Tian Setiawati Topandi
Chapter #39

37.Merasa Berdosa

“SEKARANG kamu tahu kenapa Ibu lebih memilih bisu saat marah?” Suara parau Ibu membuat hatiku melandai, penuh rasa sakit. Ruang depan yang sempit dan suram terasa semakin menyesakkan. Bau lembap dari dinding yang lama tidak pernah dicat menyelimuti udara, bercampur dengan aroma hutan hujan yang menembus dari jendela. Air mata Ibu mulai membasahi pipinya, mengalir lembut seperti embun pagi di daun.

Om Udi berdiri di samping, tangannya menepuk lembut punggung Ibu. Suaranya rendah, penuh simpati, menyampaikan dukungan yang dalam. Punggung Ibu berguncang pelan, merasakan dampak dari kata-kata yang menyakitkan itu. Dia tampak seperti patung yang mengingatkan akan kepedihan yang tak kunjung reda, dan mata Om Udi penuh dengan rasa sayang dan kepedihan yang sama.

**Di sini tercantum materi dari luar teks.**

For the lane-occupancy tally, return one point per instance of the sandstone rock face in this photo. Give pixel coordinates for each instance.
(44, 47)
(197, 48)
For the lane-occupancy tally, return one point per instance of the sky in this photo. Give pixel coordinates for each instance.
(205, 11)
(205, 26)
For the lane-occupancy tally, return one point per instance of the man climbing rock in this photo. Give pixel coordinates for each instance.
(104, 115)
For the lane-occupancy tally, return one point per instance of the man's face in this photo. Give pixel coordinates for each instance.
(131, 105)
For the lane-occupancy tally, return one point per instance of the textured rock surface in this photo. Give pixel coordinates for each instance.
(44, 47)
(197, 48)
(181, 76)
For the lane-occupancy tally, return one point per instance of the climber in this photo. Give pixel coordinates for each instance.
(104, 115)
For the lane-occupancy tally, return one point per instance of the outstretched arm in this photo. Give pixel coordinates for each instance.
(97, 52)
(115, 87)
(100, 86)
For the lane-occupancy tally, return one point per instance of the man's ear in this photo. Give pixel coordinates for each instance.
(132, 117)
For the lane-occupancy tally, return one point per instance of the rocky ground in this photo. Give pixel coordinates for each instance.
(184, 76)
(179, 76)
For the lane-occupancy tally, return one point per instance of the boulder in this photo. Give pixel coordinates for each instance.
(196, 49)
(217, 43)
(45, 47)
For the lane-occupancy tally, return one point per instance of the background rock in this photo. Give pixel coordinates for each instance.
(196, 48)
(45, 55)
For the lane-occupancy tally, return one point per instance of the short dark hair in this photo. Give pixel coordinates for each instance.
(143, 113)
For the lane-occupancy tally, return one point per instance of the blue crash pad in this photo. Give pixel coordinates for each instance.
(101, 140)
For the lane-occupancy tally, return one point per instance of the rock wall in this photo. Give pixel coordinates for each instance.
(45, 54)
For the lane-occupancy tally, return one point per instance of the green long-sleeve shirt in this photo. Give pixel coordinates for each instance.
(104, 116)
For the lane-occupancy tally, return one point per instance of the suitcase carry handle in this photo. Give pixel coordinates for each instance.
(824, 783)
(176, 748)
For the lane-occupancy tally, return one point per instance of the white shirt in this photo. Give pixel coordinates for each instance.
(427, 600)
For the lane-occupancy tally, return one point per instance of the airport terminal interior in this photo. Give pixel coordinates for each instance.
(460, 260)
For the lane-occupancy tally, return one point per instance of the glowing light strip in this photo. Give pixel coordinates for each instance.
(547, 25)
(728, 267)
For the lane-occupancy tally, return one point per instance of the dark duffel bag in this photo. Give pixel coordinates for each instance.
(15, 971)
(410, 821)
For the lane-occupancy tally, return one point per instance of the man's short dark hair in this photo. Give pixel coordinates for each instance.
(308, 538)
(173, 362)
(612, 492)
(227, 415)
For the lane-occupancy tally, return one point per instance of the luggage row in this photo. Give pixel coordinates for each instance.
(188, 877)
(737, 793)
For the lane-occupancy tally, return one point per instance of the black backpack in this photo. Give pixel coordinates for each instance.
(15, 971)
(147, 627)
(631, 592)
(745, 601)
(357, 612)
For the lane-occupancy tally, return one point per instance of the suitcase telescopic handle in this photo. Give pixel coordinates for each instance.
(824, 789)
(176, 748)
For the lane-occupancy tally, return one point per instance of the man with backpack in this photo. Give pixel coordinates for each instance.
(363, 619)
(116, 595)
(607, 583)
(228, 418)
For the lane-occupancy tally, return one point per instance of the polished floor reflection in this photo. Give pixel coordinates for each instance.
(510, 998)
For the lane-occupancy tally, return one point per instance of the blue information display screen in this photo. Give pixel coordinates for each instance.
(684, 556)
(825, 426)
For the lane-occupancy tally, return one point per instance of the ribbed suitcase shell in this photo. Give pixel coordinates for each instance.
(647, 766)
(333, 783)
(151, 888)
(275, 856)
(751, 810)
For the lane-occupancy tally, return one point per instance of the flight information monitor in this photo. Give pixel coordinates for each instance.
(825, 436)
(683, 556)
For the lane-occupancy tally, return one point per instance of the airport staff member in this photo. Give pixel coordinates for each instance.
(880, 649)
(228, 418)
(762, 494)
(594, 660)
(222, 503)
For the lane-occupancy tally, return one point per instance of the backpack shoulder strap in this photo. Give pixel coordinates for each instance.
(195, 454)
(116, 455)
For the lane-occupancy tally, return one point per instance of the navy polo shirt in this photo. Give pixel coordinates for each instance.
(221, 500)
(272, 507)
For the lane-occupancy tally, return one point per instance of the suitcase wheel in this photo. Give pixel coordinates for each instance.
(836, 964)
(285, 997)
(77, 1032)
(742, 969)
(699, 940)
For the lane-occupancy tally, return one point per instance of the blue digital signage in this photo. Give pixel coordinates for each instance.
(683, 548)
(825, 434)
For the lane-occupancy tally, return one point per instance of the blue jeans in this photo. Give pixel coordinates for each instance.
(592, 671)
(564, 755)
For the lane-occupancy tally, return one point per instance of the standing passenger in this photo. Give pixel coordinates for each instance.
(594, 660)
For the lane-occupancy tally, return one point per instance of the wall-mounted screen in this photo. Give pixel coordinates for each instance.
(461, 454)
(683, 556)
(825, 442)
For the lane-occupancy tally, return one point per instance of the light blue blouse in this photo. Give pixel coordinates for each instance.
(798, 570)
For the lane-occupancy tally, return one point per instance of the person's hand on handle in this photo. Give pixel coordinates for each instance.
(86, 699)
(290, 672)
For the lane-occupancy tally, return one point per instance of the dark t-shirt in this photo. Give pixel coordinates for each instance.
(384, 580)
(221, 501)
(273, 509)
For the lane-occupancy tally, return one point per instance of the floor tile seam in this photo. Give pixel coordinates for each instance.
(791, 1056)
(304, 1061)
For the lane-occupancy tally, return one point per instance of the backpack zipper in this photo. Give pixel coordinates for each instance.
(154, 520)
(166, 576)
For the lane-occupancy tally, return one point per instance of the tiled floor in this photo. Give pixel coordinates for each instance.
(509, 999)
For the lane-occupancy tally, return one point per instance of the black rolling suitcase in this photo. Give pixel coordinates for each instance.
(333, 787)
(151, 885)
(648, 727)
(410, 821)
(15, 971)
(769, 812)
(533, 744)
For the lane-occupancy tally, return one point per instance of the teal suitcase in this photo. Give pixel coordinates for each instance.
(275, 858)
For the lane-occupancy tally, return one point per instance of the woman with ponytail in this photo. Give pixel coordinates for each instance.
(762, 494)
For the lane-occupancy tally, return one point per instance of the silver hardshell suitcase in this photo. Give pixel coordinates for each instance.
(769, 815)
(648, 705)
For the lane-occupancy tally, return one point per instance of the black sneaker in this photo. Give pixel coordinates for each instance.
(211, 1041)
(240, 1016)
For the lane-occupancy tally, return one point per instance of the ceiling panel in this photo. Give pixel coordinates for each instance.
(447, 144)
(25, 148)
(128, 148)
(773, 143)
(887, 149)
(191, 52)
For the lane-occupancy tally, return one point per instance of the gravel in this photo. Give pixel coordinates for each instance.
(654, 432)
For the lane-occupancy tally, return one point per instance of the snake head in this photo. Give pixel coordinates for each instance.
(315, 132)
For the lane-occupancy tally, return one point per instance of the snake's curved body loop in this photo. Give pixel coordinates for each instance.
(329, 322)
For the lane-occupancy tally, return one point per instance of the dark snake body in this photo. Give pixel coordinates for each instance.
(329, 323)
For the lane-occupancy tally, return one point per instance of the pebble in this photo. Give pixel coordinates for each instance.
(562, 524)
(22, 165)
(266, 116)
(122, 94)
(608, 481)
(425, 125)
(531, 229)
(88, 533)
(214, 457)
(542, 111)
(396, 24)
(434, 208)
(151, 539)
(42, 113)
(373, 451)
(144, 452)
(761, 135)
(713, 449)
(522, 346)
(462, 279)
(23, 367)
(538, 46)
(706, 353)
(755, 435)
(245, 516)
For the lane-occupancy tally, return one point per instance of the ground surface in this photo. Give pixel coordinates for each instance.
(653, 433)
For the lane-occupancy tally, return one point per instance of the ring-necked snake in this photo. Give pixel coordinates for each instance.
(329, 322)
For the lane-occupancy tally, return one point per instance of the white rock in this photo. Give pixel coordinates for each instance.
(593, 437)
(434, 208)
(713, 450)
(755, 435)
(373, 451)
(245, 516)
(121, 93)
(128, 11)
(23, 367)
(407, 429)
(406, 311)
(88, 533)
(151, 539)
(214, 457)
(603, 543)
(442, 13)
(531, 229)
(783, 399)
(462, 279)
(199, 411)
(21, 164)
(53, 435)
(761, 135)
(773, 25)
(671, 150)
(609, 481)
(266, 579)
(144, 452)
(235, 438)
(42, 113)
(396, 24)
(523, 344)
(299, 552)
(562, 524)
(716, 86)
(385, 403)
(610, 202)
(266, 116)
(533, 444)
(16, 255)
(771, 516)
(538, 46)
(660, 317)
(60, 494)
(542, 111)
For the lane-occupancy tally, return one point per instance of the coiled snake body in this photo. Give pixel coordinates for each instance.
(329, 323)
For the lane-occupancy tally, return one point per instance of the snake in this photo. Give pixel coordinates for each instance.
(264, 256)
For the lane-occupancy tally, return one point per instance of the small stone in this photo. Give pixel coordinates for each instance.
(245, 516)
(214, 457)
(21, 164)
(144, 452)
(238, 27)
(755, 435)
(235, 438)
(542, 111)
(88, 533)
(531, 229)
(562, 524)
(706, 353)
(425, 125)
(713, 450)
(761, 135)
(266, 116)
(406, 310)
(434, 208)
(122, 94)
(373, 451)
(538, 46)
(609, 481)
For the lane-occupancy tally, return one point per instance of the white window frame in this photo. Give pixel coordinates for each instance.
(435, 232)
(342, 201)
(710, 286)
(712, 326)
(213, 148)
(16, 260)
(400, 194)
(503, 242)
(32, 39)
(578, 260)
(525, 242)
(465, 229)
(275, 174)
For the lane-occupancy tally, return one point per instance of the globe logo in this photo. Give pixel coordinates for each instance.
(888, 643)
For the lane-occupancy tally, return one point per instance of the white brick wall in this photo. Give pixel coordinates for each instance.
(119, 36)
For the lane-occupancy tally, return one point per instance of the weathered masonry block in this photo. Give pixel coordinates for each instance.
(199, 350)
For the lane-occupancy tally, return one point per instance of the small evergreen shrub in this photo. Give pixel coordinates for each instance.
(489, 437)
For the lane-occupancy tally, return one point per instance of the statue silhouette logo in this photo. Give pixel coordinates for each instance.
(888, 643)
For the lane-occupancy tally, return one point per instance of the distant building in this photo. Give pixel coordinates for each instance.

“Kepedihan ini bukan hanya milik Ibu,” kata Ibu dengan suara bergetar. “Ini adalah warisan dosa dari masa lalu, sebagai keturunan PKI yang menghitamkan hidup kami. Ibu dikucilkan, dipandang rendah, bahkan pemuda yang dulu melindungi Ibu, sekarang meninggalkan Ibu. Semua ini adalah bagian dari beban dosa yang kami bawa dari generasi ke generasi.”

Ibu tampak menahan napas untuk melanjutkan omongannya. “Meskipun ayahmu, Mail, menepati janjinya menyekolahkan Om Udi. Rupanya itu tidak serta merta memudahkan segalanya. Om Udi tercatat sebagai keluarga PKI membuatnya sulit diterima di sekolah negeri mana pun hingga ia dikucilkan dan mendapat pendidikan seadanya.”

“Meski begitu, Om sangat berterima kasih pada ayahmu yang sudah menggurus Om sedemikian baik. Seandainya ayahmu, Mas Mail, tidak memberikan Om pekerjaan di tokonya, mungkin akan sangat sulit bagi Om untuk mencari pekerjaan. Cap keturunan PKI itu sangat sulit dihapuskan bak dosa turunan.”

Aku merasa hatiku teriris, bercampur antara bingung, sedih, dan perih. “Lalu bagaimana bisa Ibu menikah dengan ayah? Aku anak ayah, kan?” tanyaku dengan suara bergetar. Rasanya setiap kata yang keluar dari mulutku seperti pisau yang merobek-robek hatiku sendiri. Air mata Ibu semakin deras, membasahi wajahnya yang pucat. Tatapannya kosong, menatap ke depan dengan ekspresi yang seolah melamun jauh ke dalam masa lalu.

Ibu tampak terpaku, seolah tidak bisa menemukan kata-kata yang tepat untuk menjelaskan. Jarak emosional yang terasa di antara kami seperti jarak yang tak tertembus, menggarisbawahi betapa dalamnya luka yang dia simpan. Suasana di ruang depan semakin terasa berat, seolah kegelapan malam yang menyelimuti luar jendela menyusup ke dalam hati kami.